Good Software Engineering Practices for Data Scientists

Published in

Analytics Vidhya

10 min readAug 4, 2020

Photo by Christina @ wocintechchat.com on Unsplash

Everybody codes differently. There are no hard and fast rules of how you must approach a problem, how you should implement it, however there are some certain standards. Often, you will be working on a team, or might be working in an open source project where many others will work on the same program with you. Your code might even be used as production code. So there needs to be a certain standards to follow.

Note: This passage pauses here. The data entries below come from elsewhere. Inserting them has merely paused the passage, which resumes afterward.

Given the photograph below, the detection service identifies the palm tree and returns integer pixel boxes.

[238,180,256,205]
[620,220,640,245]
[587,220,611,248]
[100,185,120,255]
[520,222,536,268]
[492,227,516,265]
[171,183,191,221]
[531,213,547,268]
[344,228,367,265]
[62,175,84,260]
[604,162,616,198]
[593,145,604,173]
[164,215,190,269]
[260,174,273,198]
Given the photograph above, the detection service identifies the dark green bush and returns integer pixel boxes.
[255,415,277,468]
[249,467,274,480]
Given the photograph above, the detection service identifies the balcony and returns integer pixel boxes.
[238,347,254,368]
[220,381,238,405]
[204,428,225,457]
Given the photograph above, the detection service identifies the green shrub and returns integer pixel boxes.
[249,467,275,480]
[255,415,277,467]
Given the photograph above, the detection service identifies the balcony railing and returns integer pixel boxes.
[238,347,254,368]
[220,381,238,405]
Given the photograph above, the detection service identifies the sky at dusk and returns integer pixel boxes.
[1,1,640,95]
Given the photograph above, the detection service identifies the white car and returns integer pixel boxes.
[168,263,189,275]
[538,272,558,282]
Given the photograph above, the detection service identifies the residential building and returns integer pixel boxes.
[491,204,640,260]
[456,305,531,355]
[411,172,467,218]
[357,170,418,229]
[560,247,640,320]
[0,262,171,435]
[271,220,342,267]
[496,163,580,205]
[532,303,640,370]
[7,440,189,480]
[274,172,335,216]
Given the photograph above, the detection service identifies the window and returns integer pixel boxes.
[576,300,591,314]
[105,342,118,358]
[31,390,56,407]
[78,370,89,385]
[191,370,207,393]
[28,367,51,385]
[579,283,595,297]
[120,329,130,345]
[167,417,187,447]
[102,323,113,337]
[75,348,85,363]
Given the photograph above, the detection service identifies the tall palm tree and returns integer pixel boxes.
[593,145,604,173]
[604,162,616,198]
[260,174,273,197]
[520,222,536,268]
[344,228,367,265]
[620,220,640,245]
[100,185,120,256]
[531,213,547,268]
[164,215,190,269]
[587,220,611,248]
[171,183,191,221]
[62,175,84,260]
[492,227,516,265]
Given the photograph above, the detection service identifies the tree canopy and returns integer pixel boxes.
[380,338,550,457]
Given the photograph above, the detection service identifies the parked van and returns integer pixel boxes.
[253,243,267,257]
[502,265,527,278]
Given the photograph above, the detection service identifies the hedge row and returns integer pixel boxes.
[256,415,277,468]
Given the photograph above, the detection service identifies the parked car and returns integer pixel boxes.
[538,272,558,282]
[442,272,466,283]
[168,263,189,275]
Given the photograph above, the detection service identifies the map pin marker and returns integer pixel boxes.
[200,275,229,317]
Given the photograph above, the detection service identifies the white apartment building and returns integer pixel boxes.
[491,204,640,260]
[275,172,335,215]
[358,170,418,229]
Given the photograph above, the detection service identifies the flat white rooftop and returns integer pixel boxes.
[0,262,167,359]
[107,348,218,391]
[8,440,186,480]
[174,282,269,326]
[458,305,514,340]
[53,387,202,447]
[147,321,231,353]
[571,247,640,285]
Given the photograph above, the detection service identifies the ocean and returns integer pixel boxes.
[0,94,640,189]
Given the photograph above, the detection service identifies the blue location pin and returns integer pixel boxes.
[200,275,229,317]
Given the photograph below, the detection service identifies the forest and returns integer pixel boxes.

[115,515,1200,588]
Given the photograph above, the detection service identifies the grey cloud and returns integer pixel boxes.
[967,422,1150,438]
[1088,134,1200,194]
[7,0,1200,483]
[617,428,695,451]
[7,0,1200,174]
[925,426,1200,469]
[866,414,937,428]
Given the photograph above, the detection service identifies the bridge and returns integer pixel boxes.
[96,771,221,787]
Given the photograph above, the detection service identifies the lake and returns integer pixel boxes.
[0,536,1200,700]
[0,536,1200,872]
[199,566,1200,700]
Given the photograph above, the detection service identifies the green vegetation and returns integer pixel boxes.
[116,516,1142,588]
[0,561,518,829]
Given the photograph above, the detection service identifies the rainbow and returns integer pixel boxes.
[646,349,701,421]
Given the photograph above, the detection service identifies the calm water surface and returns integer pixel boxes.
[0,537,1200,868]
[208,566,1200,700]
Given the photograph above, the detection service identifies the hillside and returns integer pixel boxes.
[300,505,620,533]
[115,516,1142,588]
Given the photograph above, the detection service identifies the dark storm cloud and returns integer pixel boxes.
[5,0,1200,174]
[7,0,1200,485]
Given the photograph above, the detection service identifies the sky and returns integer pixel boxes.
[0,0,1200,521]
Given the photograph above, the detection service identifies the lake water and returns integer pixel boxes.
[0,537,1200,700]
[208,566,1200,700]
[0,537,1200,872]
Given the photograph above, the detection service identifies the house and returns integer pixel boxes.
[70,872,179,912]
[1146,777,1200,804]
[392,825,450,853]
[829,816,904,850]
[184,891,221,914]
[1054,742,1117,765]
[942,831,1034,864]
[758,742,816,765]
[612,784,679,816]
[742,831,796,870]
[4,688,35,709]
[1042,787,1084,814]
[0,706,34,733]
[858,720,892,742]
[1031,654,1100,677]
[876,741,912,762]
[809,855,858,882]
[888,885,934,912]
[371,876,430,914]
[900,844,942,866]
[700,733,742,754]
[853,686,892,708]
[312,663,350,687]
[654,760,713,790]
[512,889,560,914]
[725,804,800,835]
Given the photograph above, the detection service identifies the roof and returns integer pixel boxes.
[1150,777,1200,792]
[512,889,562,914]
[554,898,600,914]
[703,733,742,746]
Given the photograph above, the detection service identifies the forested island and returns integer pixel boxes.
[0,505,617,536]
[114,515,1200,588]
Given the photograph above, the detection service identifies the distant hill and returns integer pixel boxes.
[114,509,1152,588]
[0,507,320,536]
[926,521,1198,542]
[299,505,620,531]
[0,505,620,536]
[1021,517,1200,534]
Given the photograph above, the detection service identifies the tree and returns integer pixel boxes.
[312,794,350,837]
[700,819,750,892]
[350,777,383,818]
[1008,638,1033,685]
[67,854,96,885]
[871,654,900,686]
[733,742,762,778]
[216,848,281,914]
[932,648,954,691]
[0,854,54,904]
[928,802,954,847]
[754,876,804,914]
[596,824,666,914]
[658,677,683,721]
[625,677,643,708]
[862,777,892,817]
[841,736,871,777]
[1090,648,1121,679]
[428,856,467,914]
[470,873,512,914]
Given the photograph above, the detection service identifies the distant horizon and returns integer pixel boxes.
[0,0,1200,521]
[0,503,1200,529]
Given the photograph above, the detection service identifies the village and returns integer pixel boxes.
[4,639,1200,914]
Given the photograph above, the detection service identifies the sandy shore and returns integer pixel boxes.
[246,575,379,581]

Data scientists might come from different backgrounds. I, for example, came from a background that had nothing to do with programing. And so while working with other software engineers, you might need to adopt to some common coding practices that can help you to become a better developer and work well with each other. In this article, I will discuss some of these common practices.

Clean Code

Clean code means readable, simple and concise code. It is crucial for collaboration and maintainability in software development. Simple, concise code makes it easier for others to understand the logic you have implemented. If you make it unnecessarily complex, then even you won’t be able to understand what’s going on when you search through your code for possible bug or improvement. Take this for example,

“You and I no longer engage in verbal confabulation”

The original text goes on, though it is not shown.